Mayor of the Dubbo Region Ben Shields said this is a win win situation.
“This is a great project by staff at Dubbo Regional Council. It’s very important to offset the impact we have had on our environment brought about through major realignment works and to additionally take care and improve our river corridor.
By planting this amount of trees we will be fulfilling our environmental obligations from the roadworks on Old Mendooran Road while enhancing the vegetation within the riparian corridor and further providing forage opportunities for native wildlife,” Clr Shields said.
Dubbo Regional Council’s Open Space Co-ordinator Ben Pilon said approximately 4 hectares will be planted as part of the restoration works in accordance with Council’s River Red Gum Restoration Plan.
“By using Council’s River Red Gum Restoration Plan, it will ensure that revegetation works are undertaken in a manner that will assist in the restoration of the original local riverine vegetation community within Regand Park”
As part of the project approximately 60 exotic trees in the area have been identified as diseased and will require appropriate removal and disposal.
“Exotic species such as Claret Ash were planted along the river corridor some years ago. These trees are now diseased and in need of removal and to be appropriately disposed of. These exotic trees also create the risk of potential seed load into the Macquarie River and the Macquarie Marshes further downstream, so it’s only appropriate we look to replace them with a native species,” Mr Pilon said.
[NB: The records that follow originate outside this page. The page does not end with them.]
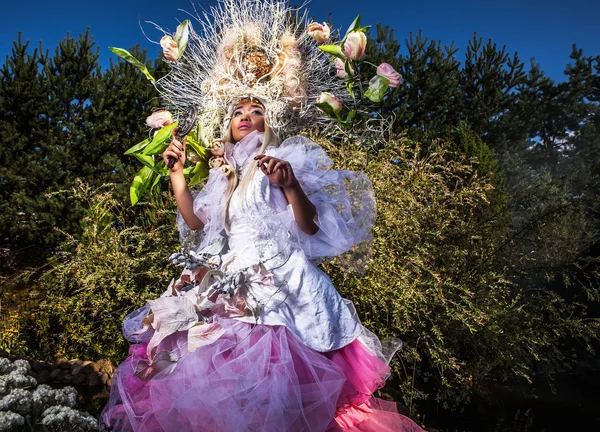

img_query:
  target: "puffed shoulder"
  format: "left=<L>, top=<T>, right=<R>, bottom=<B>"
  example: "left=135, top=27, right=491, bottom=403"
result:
left=267, top=136, right=377, bottom=260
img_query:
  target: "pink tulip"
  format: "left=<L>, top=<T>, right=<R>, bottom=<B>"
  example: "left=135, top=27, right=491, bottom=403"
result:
left=335, top=58, right=354, bottom=79
left=317, top=92, right=343, bottom=114
left=307, top=22, right=331, bottom=43
left=160, top=35, right=179, bottom=62
left=376, top=63, right=402, bottom=87
left=146, top=110, right=173, bottom=129
left=343, top=31, right=366, bottom=60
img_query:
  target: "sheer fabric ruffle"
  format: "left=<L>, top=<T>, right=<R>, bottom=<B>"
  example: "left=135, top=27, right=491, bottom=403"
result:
left=268, top=136, right=376, bottom=261
left=101, top=316, right=422, bottom=432
left=177, top=132, right=376, bottom=265
left=101, top=317, right=345, bottom=432
left=324, top=338, right=423, bottom=432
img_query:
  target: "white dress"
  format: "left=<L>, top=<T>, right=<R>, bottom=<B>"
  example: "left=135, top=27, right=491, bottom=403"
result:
left=178, top=130, right=376, bottom=352
left=101, top=131, right=423, bottom=432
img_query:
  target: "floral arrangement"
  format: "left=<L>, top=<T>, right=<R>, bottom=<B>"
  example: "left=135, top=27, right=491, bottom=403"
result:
left=310, top=15, right=402, bottom=133
left=110, top=21, right=215, bottom=205
left=0, top=358, right=97, bottom=431
left=109, top=2, right=402, bottom=205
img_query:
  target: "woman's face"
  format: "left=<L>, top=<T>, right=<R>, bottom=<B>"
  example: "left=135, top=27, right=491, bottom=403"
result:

To irrigate the new trees staff have installed an irrigation system in the area and are utilising recaptured backwash water from the John Gilbert Water Plant to help in the establishment of the trees.
A number of advanced tree stock, including the dominant species the River Red Gum will be planted and accompanied by a selection of native shrubs and grasses that reflect the original ecosystem of the area.
“It’s important we re-establish the ecological community along the river corridor to help restore its biodiversity value. The rehabilitation of Regand Park by planting localised trees, shrubs and grasses which will encourage the native wildlife back into the area,” Mr Pilon said.
Works are scheduled to commence 9 September 2019 and be completed by the end of October 2019 with the assistance of local community groups.